Growing up with an emotionally abusive and neglectful single parent, all I wanted was whatever scrap of connection was offered to me. I learnt that, in order to achieve that, I’d have to forgo my boundaries, renounce my safety, along with my self-worth.
This belief became solidified in me, when, at the age of fourteen, I was raped by a seventeen-year old boy in the woods near my house. He’d later tell everyone about our time in the woods, and I’d begin high school branded a slut, and spend all of ninth grade being slut shamed and bullied by my peers. It would take almost a decade before I could name what happened as rape.

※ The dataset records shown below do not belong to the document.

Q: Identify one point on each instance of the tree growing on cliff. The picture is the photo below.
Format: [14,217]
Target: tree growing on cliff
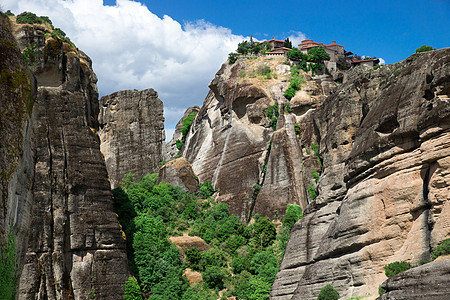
[424,48]
[328,293]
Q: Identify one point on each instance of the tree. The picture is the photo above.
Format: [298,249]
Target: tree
[287,43]
[424,48]
[132,290]
[318,54]
[328,293]
[293,214]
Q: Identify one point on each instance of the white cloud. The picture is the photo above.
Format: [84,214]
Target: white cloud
[132,48]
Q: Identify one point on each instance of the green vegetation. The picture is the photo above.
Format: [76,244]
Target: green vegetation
[315,175]
[296,80]
[150,213]
[8,266]
[328,293]
[424,48]
[293,214]
[272,112]
[29,53]
[132,290]
[187,122]
[31,18]
[441,249]
[232,57]
[312,191]
[396,267]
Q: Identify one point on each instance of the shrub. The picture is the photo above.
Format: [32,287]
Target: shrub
[396,268]
[424,48]
[328,293]
[213,277]
[206,190]
[272,112]
[187,122]
[263,70]
[232,57]
[132,290]
[293,214]
[441,249]
[8,266]
[312,192]
[256,188]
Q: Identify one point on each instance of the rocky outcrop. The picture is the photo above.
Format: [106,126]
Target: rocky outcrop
[171,147]
[384,141]
[232,144]
[131,133]
[74,248]
[18,91]
[429,281]
[179,172]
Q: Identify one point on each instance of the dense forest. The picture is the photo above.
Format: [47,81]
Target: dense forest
[242,260]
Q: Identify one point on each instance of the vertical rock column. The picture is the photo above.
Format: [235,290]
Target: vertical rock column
[132,133]
[75,246]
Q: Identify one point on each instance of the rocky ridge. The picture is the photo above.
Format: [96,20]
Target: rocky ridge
[232,145]
[383,193]
[131,133]
[74,247]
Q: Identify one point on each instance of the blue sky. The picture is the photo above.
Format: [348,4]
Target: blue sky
[176,47]
[388,29]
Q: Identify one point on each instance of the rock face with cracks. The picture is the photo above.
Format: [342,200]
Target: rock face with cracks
[384,141]
[231,142]
[131,133]
[74,247]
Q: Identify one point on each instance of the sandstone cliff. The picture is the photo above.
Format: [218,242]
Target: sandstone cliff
[131,133]
[17,92]
[171,147]
[384,139]
[232,144]
[74,247]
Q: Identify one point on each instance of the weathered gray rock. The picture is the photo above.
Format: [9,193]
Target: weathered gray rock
[75,248]
[429,281]
[230,141]
[171,147]
[131,133]
[17,91]
[179,172]
[384,140]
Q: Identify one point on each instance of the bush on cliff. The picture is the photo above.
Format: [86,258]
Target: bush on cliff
[396,268]
[328,293]
[441,249]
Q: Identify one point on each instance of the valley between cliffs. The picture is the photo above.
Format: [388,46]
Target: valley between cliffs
[365,153]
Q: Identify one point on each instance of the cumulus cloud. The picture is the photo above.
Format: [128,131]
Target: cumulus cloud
[132,48]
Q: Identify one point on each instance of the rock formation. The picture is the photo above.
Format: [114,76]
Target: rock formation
[429,281]
[131,133]
[232,144]
[74,247]
[171,147]
[384,139]
[179,172]
[18,91]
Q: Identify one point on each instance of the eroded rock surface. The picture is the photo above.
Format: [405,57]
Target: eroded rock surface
[171,147]
[17,91]
[178,172]
[75,249]
[231,139]
[429,281]
[384,140]
[131,133]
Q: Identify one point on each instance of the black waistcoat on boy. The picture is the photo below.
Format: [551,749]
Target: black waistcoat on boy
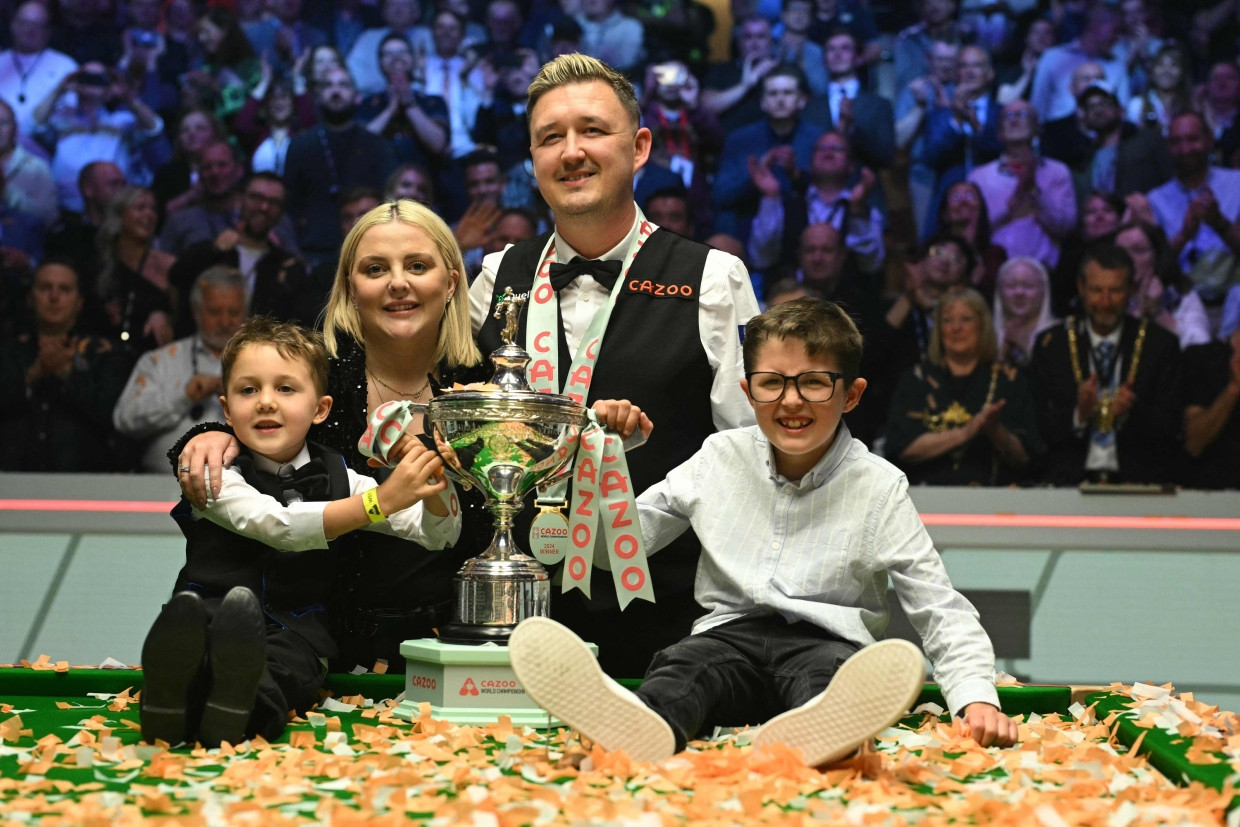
[293,587]
[651,355]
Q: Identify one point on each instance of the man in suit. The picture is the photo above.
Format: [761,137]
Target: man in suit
[667,309]
[965,134]
[277,280]
[1107,384]
[781,141]
[863,118]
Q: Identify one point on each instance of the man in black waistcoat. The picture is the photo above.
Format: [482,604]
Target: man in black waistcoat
[671,344]
[1107,386]
[246,636]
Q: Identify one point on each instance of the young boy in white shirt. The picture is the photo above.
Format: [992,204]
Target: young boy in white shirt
[801,530]
[244,637]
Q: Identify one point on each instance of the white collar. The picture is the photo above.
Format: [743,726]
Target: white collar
[272,466]
[566,253]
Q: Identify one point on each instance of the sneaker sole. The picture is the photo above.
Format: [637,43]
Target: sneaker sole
[171,658]
[872,689]
[237,640]
[561,675]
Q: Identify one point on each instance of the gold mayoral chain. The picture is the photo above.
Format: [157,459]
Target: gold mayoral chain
[1104,420]
[957,415]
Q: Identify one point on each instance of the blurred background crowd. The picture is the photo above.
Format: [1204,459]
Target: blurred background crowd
[945,169]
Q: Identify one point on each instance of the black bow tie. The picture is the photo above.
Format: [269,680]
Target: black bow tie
[605,273]
[310,480]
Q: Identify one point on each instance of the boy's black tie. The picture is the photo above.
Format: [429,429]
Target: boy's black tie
[605,273]
[308,482]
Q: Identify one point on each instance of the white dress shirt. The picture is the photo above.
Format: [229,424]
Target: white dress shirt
[26,79]
[820,551]
[726,303]
[298,527]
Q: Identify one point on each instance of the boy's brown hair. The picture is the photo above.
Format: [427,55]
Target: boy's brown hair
[289,340]
[822,326]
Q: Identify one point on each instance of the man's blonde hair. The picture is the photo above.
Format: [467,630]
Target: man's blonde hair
[455,345]
[575,67]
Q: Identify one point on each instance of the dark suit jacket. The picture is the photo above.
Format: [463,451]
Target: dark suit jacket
[952,154]
[873,132]
[282,285]
[1148,439]
[1142,163]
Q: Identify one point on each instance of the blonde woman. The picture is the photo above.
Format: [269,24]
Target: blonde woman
[964,418]
[396,327]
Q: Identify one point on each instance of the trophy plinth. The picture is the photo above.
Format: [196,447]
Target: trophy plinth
[505,440]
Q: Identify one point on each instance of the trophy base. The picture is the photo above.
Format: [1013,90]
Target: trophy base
[466,685]
[473,635]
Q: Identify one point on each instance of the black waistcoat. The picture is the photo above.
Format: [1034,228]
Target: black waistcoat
[293,587]
[652,355]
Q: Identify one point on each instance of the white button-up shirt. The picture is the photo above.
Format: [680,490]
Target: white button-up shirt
[821,549]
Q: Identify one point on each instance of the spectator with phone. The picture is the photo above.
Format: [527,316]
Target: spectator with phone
[91,115]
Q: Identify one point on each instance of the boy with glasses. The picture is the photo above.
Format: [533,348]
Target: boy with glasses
[801,527]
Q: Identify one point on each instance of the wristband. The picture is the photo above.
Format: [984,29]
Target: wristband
[371,502]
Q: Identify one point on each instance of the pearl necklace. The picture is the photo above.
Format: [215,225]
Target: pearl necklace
[403,393]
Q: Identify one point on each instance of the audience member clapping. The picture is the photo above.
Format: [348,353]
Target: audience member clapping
[30,70]
[91,117]
[1169,92]
[177,386]
[836,194]
[1160,291]
[1029,199]
[275,110]
[226,71]
[1212,418]
[277,279]
[179,181]
[1022,308]
[58,384]
[133,283]
[1199,207]
[29,185]
[412,123]
[962,417]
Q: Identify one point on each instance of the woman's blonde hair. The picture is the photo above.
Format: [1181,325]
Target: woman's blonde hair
[455,345]
[987,344]
[109,232]
[1045,318]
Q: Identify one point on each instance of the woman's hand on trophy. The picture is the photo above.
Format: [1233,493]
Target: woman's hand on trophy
[623,417]
[417,477]
[403,445]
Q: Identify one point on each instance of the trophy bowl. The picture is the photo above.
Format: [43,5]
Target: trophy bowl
[505,442]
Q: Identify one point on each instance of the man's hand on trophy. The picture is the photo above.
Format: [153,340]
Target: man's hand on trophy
[624,418]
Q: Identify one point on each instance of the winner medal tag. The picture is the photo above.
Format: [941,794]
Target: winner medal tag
[548,535]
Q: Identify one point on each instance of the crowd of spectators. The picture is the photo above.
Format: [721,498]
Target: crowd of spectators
[170,166]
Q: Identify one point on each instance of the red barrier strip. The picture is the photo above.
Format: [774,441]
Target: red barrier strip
[1151,522]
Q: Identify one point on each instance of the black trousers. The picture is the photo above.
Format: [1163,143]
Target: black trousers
[743,672]
[289,683]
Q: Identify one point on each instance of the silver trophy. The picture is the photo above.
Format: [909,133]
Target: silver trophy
[505,440]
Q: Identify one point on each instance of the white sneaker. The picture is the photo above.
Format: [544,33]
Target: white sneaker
[559,673]
[871,691]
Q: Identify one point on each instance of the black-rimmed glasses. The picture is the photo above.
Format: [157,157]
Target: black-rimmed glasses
[811,386]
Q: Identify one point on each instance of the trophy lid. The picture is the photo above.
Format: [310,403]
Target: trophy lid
[509,386]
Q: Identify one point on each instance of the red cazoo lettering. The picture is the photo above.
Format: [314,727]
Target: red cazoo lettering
[656,289]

In the intervening years, before I found myself replaying this scene: get high, have sex with some random boy, rarely with a condom, and repeat. Sex became the only way I could access connection — even if it was fleeting. In. my late teens and early twenties, I’d find myself in two abusive relationships, one after the other. I was all connection. No protection.
A lot has changed since then. I’ve done so much work in therapy, and through my friendships with my two besties, to learn that I don’t need to sacrifice my safety for love. I have boundaries now — boundaries that I articulate and uphold. I will not accept mere scraps when I know that I deserve so much more. I’m no longer willing to compromise on my values to remain in relationships that are clearly incompatible. It’s wild to me. To be this person now.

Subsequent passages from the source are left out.